A squabbling couple have been ordered to exchange the passwords for each other’s Facebook pages and dating website accounts. The problems started when Stephen Gallion, who is in the process of divorcing his wife Courtney, suspected there may be evidence of her ambivalence towards him and their offspring on her Facebook page. His …
That leaves me confused, heavily confused.
Must be 'merkins - go where no jurist has gone before.
I should think its time for the judge to retire. Clearly they have no concept of he law. No one would obey that order. I'm sure it is unconstitutional somehow and certaintly against all privacy and humanity laws.
Since when does the law and legal standing actually influence a judges decision? lol
Err, I don't do facebook, but isn't it against their TOS to share your password?
Don't know about FB's TOS either but I do know that any company's terms and conditions do not stand above the law (although they may try...). Even such moronic orders can overrule the TOS.
2 things worry me
First "evidence of her ambivalence towards him". That's enough for a divorce now?
Second, having to divulge the contents of every private (yeah, I know, facebook, but these would include PMs) conversation you have ever had (possibly after a drink or two) with friends (close or otherwise) to be pored over in court in the cold light of day to be used as evidence, in whatever kind of court case is scary.
Mine's the one with "Billy Nomates" on the back.
Isn't the judge instructing them to breach the terms of the contracts they have entered into with those websites? Or do the sites not have anything about password sharing and shared access in their T&C's?
Paris because she knows all about dating.
A Judicial order can supersede the T&C of *anything*
No offense but....
If you let social media (in this case Facebook) take control over your life in the extend described here then I personally think you have some /serious/ personal issues to deal with.
Sure, social media could be fun. But if you let it control your life and even influence your relationship(s) then the first thing I'd /seriously/ advice to do is start by going over your priorities in real life again and then begin lowering the priority of social media by a factor of one hundred or so....
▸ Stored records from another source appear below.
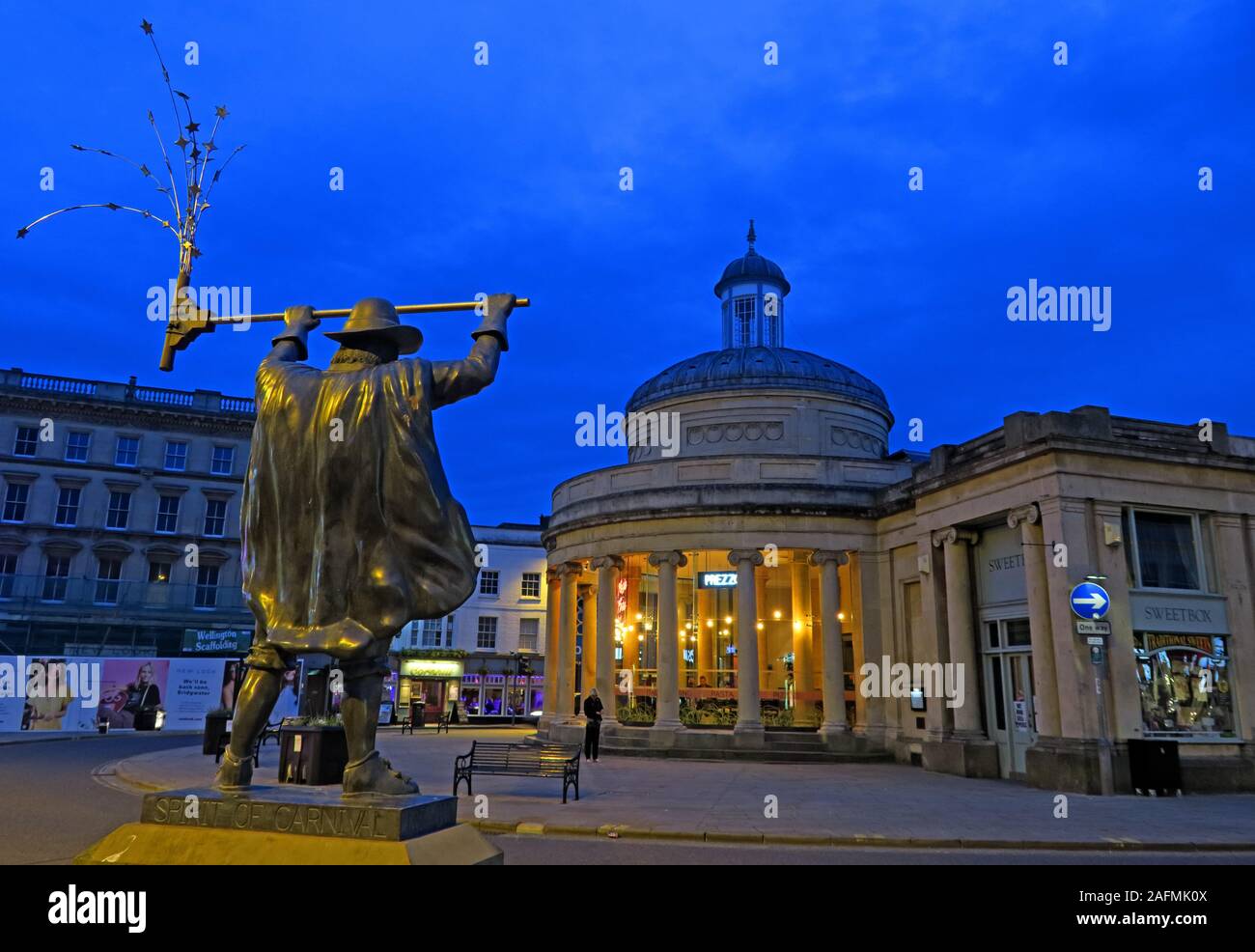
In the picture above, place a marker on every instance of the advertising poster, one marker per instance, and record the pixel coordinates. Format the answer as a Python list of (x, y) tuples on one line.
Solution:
[(132, 688), (193, 688)]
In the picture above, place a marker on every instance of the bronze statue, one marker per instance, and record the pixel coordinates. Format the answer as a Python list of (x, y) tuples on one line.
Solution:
[(348, 526)]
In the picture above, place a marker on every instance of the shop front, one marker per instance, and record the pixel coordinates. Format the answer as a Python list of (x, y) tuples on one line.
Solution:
[(434, 682), (501, 694), (1007, 648)]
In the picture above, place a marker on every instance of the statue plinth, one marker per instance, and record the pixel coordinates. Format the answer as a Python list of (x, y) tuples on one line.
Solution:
[(287, 826)]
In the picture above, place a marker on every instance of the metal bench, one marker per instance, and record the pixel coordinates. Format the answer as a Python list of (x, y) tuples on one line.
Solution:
[(518, 760), (442, 721)]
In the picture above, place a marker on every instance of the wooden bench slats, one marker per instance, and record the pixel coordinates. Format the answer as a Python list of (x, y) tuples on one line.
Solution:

This is really a pretty sad development....
Dude, it's not "social media" that influences relationships, it's the *people* you talk to on social media, and what you talk *about*, that influences relationships.
If your SO is spending a lot of time on Facebook chatting to friends about how much you suck, or chatting to a person of the opposite sex about how horny they are, I'd say your relationship problems are pre-existing, and if it wasn't Facebook it would be a bar, or the phone, or good old-fashioned letters.
The only development here is that Facebook stores all the evidence.
A question to my esteemed fellow commentards
I'm a bit in two minds about this sort of thing. Shouldn't it be a better idea to whip up a limited "all read access, no write access" account for this sort of thing, or perhaps parole orders and such? Or perhaps a way to snapshot the entire account and hand that over minus the write access?
This is easily doable in principle; whether facebook can do it is something else entirely. But my question here is, is this a good idea? Should there be a way for the account owner to shut the shoulder surfing account out again? Maybe a "who's looking" indicator?
Or is this just more proof that facebook is evil incarnate? Discuss.
owns neither an email address nor a computer
I find that quite an impressive feat actually.
Jealous of someone with so much sense and perspicacity. He must have so much more time for useful things and be far less stressed than most of us. All those I know with his approach seem still to have got a life, unlike the sad rest of us.
Once one has made the error of even starting with email etc., one is doomed.
conducts his business over BBM.
Facebook is evil.
Yes of course I'll give you my password...
Yes of course I'll give you my password...
Really really stupid
So he's told them both not to post messages claiming to be the other, and thinks that makes it OK?
They don't just get access to the partner's data, they also get full access to the personal and private data of other people who are friends of the partner and have given them access.
What crime have those friends committed, that their private information should be handed out to another person? What happens if that information release actively damages them - will the judge compensate them?